Se mettre en route à pied pour explorer un territoire, seul, seule, ou à plusieurs, cela demande un peu d’audace et d’énergie. Imaginez maintenant qu’il vous faille tracer un dessin du parcours, avec des notes, pour donner à voir à d’autres personnes ce que vous avez rencontré, vu, éprouvé. C’est autrement difficile, surtout s’il pleut pendant le trajet. Mais en poursuivant la démarche jusqu’au bout, vous aurez fait œuvre de cartographe.
Peut-on se contenter de parcourir, relever et annoter pour faire de la cartographie? Pourquoi pas. En effet, selon Wikipédia, « le principe majeur de la cartographie est la représentation de données sur un support réduit représentant un espace généralement tenu pour réel. L’objectif de la carte, c’est une représentation concise et efficace, la simplification de phénomènes complexes (politiques, économiques, sociaux, etc.) à l’œuvre sur l’espace représenté afin de permettre au public une compréhension rapide et pertinente. »
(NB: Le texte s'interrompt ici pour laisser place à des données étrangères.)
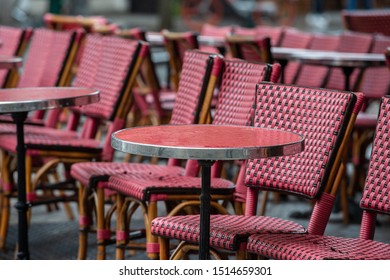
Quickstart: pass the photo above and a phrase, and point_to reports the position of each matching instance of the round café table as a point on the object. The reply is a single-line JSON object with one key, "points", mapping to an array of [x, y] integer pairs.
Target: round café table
{"points": [[207, 144], [10, 62], [18, 102]]}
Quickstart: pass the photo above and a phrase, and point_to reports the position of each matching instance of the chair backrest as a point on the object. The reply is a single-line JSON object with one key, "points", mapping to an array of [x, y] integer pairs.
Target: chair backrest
{"points": [[325, 118], [376, 192], [200, 74], [236, 94], [14, 43], [176, 43], [111, 65], [367, 21], [354, 42], [215, 31], [375, 81], [48, 63], [316, 75], [275, 33], [256, 49], [293, 38], [67, 22]]}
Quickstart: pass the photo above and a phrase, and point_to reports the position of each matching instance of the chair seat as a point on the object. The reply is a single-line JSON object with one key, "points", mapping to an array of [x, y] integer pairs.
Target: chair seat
{"points": [[89, 173], [38, 142], [366, 120], [142, 186], [314, 247], [226, 231]]}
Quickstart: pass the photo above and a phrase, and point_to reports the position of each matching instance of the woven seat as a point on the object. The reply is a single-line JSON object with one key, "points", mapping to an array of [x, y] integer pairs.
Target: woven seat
{"points": [[109, 64], [311, 174], [234, 107], [199, 78], [375, 200]]}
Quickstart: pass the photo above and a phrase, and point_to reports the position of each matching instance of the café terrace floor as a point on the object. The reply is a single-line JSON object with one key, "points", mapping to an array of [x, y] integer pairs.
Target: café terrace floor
{"points": [[52, 236]]}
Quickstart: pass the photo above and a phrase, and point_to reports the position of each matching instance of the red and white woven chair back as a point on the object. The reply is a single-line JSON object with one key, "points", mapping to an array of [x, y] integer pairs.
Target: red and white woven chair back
{"points": [[376, 192], [321, 116], [197, 69], [293, 38], [353, 42]]}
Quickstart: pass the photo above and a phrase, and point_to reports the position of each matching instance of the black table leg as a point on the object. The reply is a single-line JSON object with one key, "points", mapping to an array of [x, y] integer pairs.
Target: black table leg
{"points": [[205, 200], [347, 75], [21, 205]]}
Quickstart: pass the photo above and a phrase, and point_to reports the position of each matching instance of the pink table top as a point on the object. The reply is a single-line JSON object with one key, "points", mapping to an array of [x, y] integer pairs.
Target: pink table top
{"points": [[42, 98], [207, 142], [9, 62]]}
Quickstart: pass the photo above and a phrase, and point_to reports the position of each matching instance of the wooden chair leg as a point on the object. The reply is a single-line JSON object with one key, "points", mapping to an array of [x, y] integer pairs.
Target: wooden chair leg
{"points": [[164, 248], [151, 240], [84, 223]]}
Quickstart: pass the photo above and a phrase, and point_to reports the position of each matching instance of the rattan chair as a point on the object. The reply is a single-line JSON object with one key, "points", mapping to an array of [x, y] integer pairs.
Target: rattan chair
{"points": [[353, 42], [256, 49], [176, 43], [375, 200], [316, 75], [367, 21], [200, 75], [293, 38], [109, 64], [375, 84], [47, 63], [234, 107], [217, 32], [325, 118], [14, 43]]}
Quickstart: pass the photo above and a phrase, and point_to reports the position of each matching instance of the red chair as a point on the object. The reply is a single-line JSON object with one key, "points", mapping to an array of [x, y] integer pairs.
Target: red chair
{"points": [[200, 75], [353, 42], [176, 43], [256, 49], [214, 31], [234, 107], [293, 38], [375, 84], [275, 33], [14, 43], [47, 63], [367, 21], [315, 75], [325, 118], [375, 200], [109, 64]]}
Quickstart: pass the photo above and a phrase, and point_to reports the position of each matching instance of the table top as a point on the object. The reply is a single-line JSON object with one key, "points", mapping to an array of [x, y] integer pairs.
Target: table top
{"points": [[206, 142], [340, 59], [9, 62], [42, 98]]}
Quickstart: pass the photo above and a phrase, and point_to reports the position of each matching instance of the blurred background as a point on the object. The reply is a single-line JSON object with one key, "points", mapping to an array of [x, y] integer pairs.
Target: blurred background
{"points": [[154, 15]]}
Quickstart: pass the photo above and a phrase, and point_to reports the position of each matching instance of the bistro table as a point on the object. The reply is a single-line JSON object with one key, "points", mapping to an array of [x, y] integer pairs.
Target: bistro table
{"points": [[10, 62], [18, 102], [207, 144], [344, 60]]}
Modestement, lorsqu’ils dessinent selon leur sensibilité le plan d’un quartier ou de quelques pâtés de maisons, lorsqu’ils annotent un parcours qui se découvre à chaque pas, les citoyens reproduisent aujourd’hui des gestes qui ont présidé à la compréhension de ce qu’est notre planète. Ce serait une sorte de retour aux fondements de la discipline dont « les acteurs principaux (…) étaient traditionnellement les explorateurs et les cartographes, afin de définir l’espace des États, et les espaces des territoires explorés. »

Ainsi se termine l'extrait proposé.